What it then needed was a cover, so I took a photograph of a pestle and mortar I had with some spices, photoshopped that to add text and author name then exported to JPG in the format Amazon recommended. I now had the book's text and the picture. What I did not have was the table of contents and index. Now that took almost as long to create as the main text of the book.

Finally I had everything, uploaded the files onto the Amazon Website and I was published! The book ame out on the 19th of November, 2011. I immediately moved on to my next book... which was m first mistake... I should have been doing my marketing and making the links for my book available. But I didn't have a clue.

It's now almost 10 months on and I have come back to the spices eBook. Amazon have improved their eBook plugin for InDesign considerably. And I had a few problems with the original eBook, so I went over the whole thing again, added some more contents (there are now 88 spices described with almost 800 recipes given).

Yesterday I uploaded the new version of the eBook (second edition) and, as you can see from the link on the left here it's available for sale again. Bigger, better and considerably improved.

A complete guide to a whole range of spices (both common and not so common) from all corners of the globe, including recipes that demonstrate how the spice is used to best effect. The book also has chapters on classic spice blends from across the globe as well as a chapter on curries (both restaurant style and traditional).

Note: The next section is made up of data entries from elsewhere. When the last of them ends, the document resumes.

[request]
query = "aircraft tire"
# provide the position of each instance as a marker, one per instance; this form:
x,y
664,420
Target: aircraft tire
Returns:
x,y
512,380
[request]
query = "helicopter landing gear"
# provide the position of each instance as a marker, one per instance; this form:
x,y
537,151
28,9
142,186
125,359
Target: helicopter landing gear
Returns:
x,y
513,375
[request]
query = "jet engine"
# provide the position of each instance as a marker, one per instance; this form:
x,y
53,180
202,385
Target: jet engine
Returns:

OK, that's the marketing section done, but it is my eBook and I have to get it known! But joking aside, like I said, marketing is a big part of actually making money from your eBooks.

Why start with kindle eBooks? You will probably not make as much money from eBooks as you will from physical books (you definitely do not get an advance and you have to do all the marketing yourself). However, everything you learn from eBook publishing can be immediately applied to the publishing of any book.

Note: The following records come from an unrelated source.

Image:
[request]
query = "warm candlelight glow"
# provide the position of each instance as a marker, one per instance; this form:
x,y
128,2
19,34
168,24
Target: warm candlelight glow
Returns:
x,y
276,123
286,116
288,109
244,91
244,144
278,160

And that is the real point...

I used the kindle eBook as a learning exercise and I am new to this business and still learning. One thing I did learn is that it takes real effort. The writing is OK, I am comfortable with that, but the marketing is alien to me and I was so focussed on writing new books that I totally ignored it.

Still, realization had to dawn eventually... and because I have my own website, I decided to leverage that. I asked a friend to review the book for my site (you can read the review of Guide to Spices and their Uses for yourselves).  I also used the code that I use above (it's quite a cool iFrame that calls a script on my website that then delivers the Amazon ad for the eBook and the cool thing is that the ad is geo-specific so that UK visitors see the British version and everyone else sees the US version of the ad.

This was placed all over the website and associated with my website's spice guide and recipe pates. The advertising portion of marketing was underway.

This encouraged me to redouble my efforts, so I created my author page on Amazon, added a bio and all my books to it (I will take you through this in the next post). Things were going well, so I also began writing book proposals for physical publishers as well and went back to my old novels.

The work is in progress, but it will all be shared with you so that you can learn from my mistakes and my successes in your own publishing efforts.

It is hard work and it is a real job, but it is also very rewarding.